不过最后,得出的结果还是差强人意,在处理过后的图像里,仍然看不出什么东西来。
等下,这画上,本来就有一些不自然的分界,看上去像是被剪开之后重新拼在一起的,不然试试看按照画上的这种“原始裁剪”去翻转?
还是失败了。
就在这时,墙面切换状态的时间到了。
已经三分钟了吗?隔音的话,沟通起来不方便啊,不过再一分钟就变回去了,也不是很要紧……
突然,零柒的思路毫无预兆地被打通了。
等一下,三和一?我怎么把这个给忘了?!如果这是在暗示我们把画分成四份,按三份正常、一份翻转分别处理呢?
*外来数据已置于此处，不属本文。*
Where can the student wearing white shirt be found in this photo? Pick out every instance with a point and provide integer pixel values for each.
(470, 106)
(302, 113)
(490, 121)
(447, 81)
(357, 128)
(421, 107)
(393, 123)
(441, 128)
平均分成四份,只把最后一份镜面翻转……不对?那就把第一份翻转——也不对?!
挨个试了四种搭配,又把思路换成“三份翻转一份正常”,挨个尝试了一遍之后,也是不对。
零柒感觉自己的脑子要烧起来了。
镜面,镜面……这到底是想提示我们什么?所有的线索肯定都有它的意义,那出题人又想告诉我们什么?一定有什么盲点我还没找到,合理性……
合理性?
对啊,合理性!
既然这墙把我们分成了两部分,就一定有这么做的理由,这说明,我们任何一部分独自去做,是破译不出这个密码的。
那就是,我们两部分,一定都有属于自己的事要做!
一分钟结束,镜子又恢复了透明。
“张致骋,我好像发现什么了!”零柒十分兴奋,“你试试看,把你那半部分的画平均分成四份,只把最后一份翻转。”
“啊?哦,我试试。”
实际上,这画本来就不宽,只把一半的画平均分成四份,那得出来的每一部分,也就只剩下一长条了。而只从这一条图像,也看不出什么名堂来。
“能把你切出来的那个翻转过的一部分传给我吗?”
“行。”
收到信息之后,零柒把自己这边的半部分画的四分之一翻转图,和张致骋那边的图拼在了一起。
果然,我的想法是对的!
零柒连忙将拼好的图片展示给大家。
在拼成的图片中,两部分图像显然也没有严丝合缝地卡在一起,看上去俨然就是两幅毫不相干的图像拼在了一起,但是,不一样颜色的线条、不一样的色块,竟然在两部分图像的交界处,拼出了几个完整的单词?!即使难以辨认,也还是能看出来“due nove、uno otto、tre sei、due que”四个词组。虽然零柒不知道它们是什么意思,但其中一个单词,零柒见过——uno不就是意大利语的“一”的意思吗?!
“你们谁能用翻译软件翻译一下吗?”
“我来吧。”赵襄拿出了手机,零柒便把那些单词一个个念给了赵襄。
“这是意大利语,翻译成中文的结果是一串数字:二九、一八、三六和二五。”
“还真的有东西?!”张致骋惊讶道,“你等等,我马上把另外三幅图也处理一下。”
处理图片一共花了两分钟,但后来得出的单词,零柒就都没见过了。第二幅图得出的是“zwei zwei-eine acht”,第三幅图是“kaksi kaksi-kaksi yksi-kolme kuusi”,第四幅图则是“un six-un huit”。